このことから、自分の考えとの共通点や相違点を見い出すことができると思われる。しかし、グループ内での|かかわり」では、見方や考え方のよさまでは、なかなか気
づかない。そこで、二つ目の手だてとして、モデル図に表れている見方や考え方の違
う子どもに、全体の場で説明する時間を設けることである。また、三つ目の手だてと
して、その時間に、教師が子どもの考えに対して、共通点や相違点を明確にしたり、
見方や考え方のよさを取り上げたりすることで、評価・価値付けを行うことである。
その上でもう一度自分の考えを見直すことにより、空気や水の性質についての見方や
考え方が、より客観的なものとして構築していくと考える。
③実践的自覚へのデザイン
本単元では水ロケットの飛ぶ仕組みを考える二つの場面で、モデル図をかかせるが、それ以外検証実験の場面でもモデル図を利用していく。その場面では、フォーマットのあるワークシートは使わず、ノートにモデル図をかかせることで、グループでの話し合いや全体での発表に役立てていきたい。モデル図を繰り返しかくことで、子どもは後半の単元である『水の3つのすがた』や『もののかさと温度』においても、モデル図を自然にかけるようになる。そして、ものの性質について、より客観的な見方や考え方が構築できると考える。 さらに、4年生でモデル図の基礎を習得することで5年生の『もののとけかた』や6年生の『水溶液の性質』において量的変化や化学変化の理解につながっていくだろう。

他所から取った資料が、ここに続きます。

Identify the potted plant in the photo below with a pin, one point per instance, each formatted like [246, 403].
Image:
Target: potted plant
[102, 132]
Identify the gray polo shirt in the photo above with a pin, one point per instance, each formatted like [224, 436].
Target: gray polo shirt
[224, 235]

また、空気鉄砲やボールなどの日常にあるものにも、モデル図を活用して表すこと
を行っていきたい。そうすることで、日常生活における空気や水の性質を使った道具
に興味をもって、考えをめぐらせる姿が見られると考える。そして、以後の単元にお
いても、得た知識を日常生活と結びつけて活用することを行っていく。